- Born: 22 October 1968 (age 57)
- Education: University of Copenhagen
- Occupation: Businesswoman
- Title: former CEO, Entain
- Term: January 2021-December 2023
- Predecessor: Shay Segev
- Successor: Stella David
- Board member of: Coloplast A/S

= Jette Nygaard-Andersen =

Danish business executive

Jette Nygaard-Andersen (born 22 October 1968) is a Danish businesswoman. She was chief executive officer of Entain Group from January 2021 to December 2023.

== Early life ==
Nygaard-Andersen was born on 22 October 1968 in Denmark. She has a master's degree in business, finance and economics from the University of Copenhagen. and attended executive programmes at INSEAD and Columbia University.

== Career ==
Nygaard-Andersen began her career at Maersk Group. She worked at Accenture as a senior strategy consultant for six years prior to joining Modern Times Group, an international media and entertainment group headquartered in Stockholm, Sweden in 2003.
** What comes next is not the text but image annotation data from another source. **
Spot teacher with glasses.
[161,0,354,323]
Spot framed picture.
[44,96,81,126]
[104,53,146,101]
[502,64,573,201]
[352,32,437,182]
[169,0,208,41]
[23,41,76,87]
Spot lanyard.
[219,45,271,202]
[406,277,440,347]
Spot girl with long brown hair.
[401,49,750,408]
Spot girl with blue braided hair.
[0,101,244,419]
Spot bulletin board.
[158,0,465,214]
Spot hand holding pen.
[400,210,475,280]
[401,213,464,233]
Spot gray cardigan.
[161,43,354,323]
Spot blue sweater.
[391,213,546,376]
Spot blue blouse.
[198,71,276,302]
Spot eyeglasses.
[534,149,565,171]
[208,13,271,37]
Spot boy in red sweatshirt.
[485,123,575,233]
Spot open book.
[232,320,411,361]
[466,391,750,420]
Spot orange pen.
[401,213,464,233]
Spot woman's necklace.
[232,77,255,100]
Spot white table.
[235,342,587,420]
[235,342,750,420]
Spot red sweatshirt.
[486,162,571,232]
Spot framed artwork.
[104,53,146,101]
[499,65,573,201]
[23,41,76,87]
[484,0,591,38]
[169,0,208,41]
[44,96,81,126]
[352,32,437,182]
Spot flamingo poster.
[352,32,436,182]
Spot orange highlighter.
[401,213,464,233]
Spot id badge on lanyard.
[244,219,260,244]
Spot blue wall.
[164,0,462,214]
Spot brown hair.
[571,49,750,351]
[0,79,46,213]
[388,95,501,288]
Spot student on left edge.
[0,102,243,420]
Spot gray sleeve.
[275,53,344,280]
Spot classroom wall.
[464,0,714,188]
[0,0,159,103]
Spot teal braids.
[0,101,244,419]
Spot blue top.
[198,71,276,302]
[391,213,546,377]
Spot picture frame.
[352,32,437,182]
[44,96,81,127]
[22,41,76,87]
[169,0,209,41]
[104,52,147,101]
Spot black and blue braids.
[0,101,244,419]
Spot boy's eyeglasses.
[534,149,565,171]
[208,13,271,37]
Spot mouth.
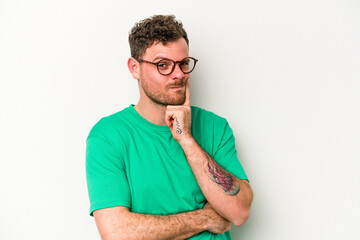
[169,85,184,90]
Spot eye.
[157,60,172,69]
[181,59,190,66]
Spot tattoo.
[175,118,182,135]
[205,154,240,196]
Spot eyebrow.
[153,57,171,61]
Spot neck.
[134,98,166,125]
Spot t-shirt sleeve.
[212,119,248,180]
[86,129,131,216]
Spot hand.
[165,79,192,144]
[203,203,231,234]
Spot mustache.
[168,80,186,88]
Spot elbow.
[231,209,250,227]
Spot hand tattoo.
[175,118,182,135]
[205,154,240,196]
She worked for Modern Times Group for 16 years, where she held a series of senior management positions in Stockholm, London and Copenhagen. She was CEO of MTG Digital Video Company (MTGx) between 2017 and 2019. She was CEO at MTG International Broadcasting for three years from 2015 to 2018, and was CEO of MTG Pay TV and Viasat, the international satellite operator.

In January 2021, she was appointed as chief executive officer of Entain, becoming the first female CEO of a UK-listed betting and gaming company. She stood down as CEO in December 2023, and was succeeded as interim CEO by Stella David.

== Other ==
Nygaard-Andersen is a non-executive director of Coloplast A/S, a multinational medical devices and services company.

She was a non-executive director at Entain between 2019 and 2021. She was chair and non-executive director at Astralis, a Danish esports organisation, between 2019 and 2020. She was named on Fortune's list of Most Powerful Women in 2023.